Nov 28-07

Past-E-Mail: Cam Notes - 2007: November: Nov 28-07
Survivors    ...scroll down to share comments
Photos by Bill Haller
Strutting their stuff    ...scroll down to share comments
Photos by Bill Haller

Mary Drew at Pasty Central (Mdrew) on Wednesday, November 28, 2007 - 08:40 am:

A turkey at the end of November is pretty much considered a Survivor, but this scene captured by Bill Haller, clearly shows a flock of turkeys that are thumbing their nose at fate on the Crystal Falls/Covington stretch of highway. So they made it past Thanksgiving without adorning someone's dinner table, but isn't it pushing their luck to be crossing the road like this? Good thing all Bill was interested in, was shooting them with his camera.

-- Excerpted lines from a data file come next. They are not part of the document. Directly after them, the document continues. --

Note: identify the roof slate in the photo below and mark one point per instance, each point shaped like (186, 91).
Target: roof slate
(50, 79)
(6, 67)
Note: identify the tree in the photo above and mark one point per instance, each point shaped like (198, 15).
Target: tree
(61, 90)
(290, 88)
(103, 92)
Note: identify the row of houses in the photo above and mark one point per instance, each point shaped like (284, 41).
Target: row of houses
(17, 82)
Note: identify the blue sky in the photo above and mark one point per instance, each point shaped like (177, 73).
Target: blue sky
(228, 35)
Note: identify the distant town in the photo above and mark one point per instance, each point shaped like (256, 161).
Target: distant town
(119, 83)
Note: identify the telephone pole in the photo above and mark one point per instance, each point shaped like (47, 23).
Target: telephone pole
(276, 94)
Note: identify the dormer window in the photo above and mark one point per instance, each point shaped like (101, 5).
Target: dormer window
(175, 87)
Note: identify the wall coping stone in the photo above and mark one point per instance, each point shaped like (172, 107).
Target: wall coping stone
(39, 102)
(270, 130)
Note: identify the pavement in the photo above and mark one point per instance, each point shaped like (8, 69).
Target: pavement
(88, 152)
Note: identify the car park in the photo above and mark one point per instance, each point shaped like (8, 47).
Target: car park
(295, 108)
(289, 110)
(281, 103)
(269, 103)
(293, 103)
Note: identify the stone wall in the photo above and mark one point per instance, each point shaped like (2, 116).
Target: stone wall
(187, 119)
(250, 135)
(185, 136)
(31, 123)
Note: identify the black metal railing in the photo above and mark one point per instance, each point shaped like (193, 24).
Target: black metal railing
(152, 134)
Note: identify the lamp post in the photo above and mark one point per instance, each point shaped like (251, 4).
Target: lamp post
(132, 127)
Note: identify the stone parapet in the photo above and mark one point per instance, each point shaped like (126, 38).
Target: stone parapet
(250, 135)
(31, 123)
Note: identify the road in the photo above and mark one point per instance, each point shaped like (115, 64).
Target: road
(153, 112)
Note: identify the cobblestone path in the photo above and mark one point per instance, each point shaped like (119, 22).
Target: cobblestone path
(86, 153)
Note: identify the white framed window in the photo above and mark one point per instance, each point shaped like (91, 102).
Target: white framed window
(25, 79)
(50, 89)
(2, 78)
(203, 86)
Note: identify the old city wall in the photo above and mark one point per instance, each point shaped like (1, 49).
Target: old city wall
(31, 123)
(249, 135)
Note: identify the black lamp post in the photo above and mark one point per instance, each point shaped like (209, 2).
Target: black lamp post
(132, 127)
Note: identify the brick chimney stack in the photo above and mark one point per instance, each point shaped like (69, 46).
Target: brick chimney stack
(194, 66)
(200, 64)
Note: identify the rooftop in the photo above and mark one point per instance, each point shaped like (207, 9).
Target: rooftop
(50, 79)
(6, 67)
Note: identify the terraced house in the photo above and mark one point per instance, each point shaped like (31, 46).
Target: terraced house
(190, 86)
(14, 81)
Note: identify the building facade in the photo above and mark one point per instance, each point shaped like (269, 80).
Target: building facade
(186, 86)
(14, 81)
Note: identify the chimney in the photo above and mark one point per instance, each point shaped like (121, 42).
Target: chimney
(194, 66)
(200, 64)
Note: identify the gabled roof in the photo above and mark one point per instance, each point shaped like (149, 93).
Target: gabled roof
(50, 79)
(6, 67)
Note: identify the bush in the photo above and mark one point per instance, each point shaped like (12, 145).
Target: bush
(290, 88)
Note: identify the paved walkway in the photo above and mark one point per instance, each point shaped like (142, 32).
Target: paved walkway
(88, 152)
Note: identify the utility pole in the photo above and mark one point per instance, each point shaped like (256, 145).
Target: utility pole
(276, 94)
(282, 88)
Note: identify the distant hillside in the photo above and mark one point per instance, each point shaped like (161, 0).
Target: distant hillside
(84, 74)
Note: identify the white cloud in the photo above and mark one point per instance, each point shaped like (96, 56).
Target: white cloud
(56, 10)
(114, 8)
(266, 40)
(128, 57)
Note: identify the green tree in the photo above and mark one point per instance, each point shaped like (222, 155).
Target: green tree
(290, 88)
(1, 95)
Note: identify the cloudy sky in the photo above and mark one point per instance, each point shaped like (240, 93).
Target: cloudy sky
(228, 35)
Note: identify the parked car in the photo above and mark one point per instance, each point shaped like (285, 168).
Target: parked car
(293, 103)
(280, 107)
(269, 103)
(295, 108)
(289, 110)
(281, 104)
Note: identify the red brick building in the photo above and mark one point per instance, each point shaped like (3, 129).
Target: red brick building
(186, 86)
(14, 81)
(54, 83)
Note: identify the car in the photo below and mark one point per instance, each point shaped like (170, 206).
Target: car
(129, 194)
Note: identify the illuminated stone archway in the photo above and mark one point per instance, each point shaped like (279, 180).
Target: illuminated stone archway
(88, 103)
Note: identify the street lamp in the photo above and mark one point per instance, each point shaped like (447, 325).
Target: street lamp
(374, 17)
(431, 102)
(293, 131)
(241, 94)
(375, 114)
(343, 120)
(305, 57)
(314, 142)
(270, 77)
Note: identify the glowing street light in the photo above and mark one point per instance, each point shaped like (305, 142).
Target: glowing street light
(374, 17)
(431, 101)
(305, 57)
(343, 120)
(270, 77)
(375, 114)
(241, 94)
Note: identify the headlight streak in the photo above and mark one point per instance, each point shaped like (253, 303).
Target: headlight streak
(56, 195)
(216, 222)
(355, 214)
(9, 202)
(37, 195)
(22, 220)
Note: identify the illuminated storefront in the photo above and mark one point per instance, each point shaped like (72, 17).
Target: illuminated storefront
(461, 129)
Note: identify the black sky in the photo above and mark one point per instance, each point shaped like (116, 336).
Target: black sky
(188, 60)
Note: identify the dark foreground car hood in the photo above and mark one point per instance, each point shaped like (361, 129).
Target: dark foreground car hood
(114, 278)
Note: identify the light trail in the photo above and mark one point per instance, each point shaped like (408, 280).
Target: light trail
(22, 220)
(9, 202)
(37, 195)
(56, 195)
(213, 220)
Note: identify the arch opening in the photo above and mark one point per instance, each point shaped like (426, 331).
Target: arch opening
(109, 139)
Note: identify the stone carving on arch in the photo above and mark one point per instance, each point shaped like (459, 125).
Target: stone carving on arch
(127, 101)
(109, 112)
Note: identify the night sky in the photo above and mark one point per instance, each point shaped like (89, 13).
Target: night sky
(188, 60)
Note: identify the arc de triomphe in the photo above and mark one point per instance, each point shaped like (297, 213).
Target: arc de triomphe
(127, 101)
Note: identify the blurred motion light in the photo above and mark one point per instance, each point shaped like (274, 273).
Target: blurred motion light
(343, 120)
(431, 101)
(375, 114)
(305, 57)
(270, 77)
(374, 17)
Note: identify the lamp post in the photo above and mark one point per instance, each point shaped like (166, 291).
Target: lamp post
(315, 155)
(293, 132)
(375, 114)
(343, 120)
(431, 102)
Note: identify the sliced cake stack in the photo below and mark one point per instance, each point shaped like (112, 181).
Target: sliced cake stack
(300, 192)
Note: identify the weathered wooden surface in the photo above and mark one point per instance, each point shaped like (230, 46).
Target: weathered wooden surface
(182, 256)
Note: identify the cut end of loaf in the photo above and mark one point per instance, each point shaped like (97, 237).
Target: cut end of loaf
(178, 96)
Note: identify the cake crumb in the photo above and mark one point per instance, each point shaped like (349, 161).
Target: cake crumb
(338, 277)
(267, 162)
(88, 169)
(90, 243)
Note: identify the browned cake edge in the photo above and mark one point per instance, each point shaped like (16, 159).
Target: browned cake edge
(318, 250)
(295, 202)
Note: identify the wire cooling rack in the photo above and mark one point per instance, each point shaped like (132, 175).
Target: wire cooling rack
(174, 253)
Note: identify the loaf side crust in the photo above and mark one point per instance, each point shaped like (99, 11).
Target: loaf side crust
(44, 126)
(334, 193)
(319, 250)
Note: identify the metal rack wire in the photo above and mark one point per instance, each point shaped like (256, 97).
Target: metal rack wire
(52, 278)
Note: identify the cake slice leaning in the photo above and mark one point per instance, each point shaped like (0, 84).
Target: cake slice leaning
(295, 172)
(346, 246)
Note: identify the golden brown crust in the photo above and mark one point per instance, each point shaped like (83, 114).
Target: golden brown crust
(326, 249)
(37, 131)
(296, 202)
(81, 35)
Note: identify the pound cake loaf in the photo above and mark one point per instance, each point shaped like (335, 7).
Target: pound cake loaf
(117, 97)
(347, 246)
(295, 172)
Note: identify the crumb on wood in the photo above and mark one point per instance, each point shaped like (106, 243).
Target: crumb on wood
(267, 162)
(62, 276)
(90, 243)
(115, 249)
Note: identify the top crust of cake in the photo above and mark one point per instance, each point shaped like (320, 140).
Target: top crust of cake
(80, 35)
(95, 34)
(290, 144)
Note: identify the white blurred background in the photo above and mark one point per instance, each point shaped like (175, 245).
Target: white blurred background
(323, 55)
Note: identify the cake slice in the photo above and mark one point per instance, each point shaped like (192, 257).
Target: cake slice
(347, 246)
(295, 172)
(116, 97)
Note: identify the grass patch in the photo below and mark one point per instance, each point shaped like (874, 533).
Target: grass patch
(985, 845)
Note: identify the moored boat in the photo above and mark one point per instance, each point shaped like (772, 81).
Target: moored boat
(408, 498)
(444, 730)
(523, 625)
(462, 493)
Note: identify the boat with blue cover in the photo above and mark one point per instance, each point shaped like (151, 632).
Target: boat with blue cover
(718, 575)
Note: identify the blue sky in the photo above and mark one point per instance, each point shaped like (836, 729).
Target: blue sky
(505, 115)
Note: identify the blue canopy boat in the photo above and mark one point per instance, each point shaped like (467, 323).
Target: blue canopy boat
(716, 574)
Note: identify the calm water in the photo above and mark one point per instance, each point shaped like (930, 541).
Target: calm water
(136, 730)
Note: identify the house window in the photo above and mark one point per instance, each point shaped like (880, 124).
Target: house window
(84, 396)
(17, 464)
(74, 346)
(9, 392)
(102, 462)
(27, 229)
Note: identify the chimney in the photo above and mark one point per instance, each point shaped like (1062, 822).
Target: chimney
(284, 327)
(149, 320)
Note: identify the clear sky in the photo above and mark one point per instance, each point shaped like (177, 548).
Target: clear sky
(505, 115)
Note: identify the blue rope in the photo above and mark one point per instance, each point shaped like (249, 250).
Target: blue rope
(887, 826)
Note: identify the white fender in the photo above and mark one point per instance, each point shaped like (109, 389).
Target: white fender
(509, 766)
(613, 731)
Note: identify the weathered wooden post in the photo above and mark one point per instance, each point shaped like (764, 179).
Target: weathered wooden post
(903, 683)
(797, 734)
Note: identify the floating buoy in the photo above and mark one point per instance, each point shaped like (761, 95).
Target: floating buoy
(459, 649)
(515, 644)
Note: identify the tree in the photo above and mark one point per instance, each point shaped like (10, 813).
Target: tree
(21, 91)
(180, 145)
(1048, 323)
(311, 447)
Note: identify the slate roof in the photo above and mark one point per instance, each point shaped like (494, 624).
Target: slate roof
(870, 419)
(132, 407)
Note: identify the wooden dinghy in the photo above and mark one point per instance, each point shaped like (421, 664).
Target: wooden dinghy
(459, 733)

The second photo is a capture from an earlier date that I couldn't resist adding today. I love how the lead turkey is all puffed out and proud. I'm not sure when hunting season for these birds begins and ends, but they better be careful, because lots of folks eat turkey for Christmas too!

By Brian Thomas (Bttc) on Wednesday, November 28, 2007 - 08:53 am:

They made it! Well Christmas dinner is still ahead ;-)

By Richard L. Barclay (Notroll) on Wednesday, November 28, 2007 - 08:55 am:

One of those birds can stop your heart when they take to the air from a ditch next to where you are riding your bicycle in somewhat of a daze!

By kay Moore (Mskatie) on Wednesday, November 28, 2007 - 08:59 am:

Turkeys are such fasinating critters. Wonderful eyesight I understand. Would like to see a picture of them in a tree as they're suppose to be quite the flyers! But I still think they were better off not becoming our national bird like some thought they should be!

By Janie T. (Bobbysgirl) on Wednesday, November 28, 2007 - 09:05 am:

A few years back a man was driving down the interstate in our metro area, windows down, when a wild turkey flew right into the front passenger side window, this guy wound up in the ditch and walked away with minor injuries, the turkey got out when the back door was opened.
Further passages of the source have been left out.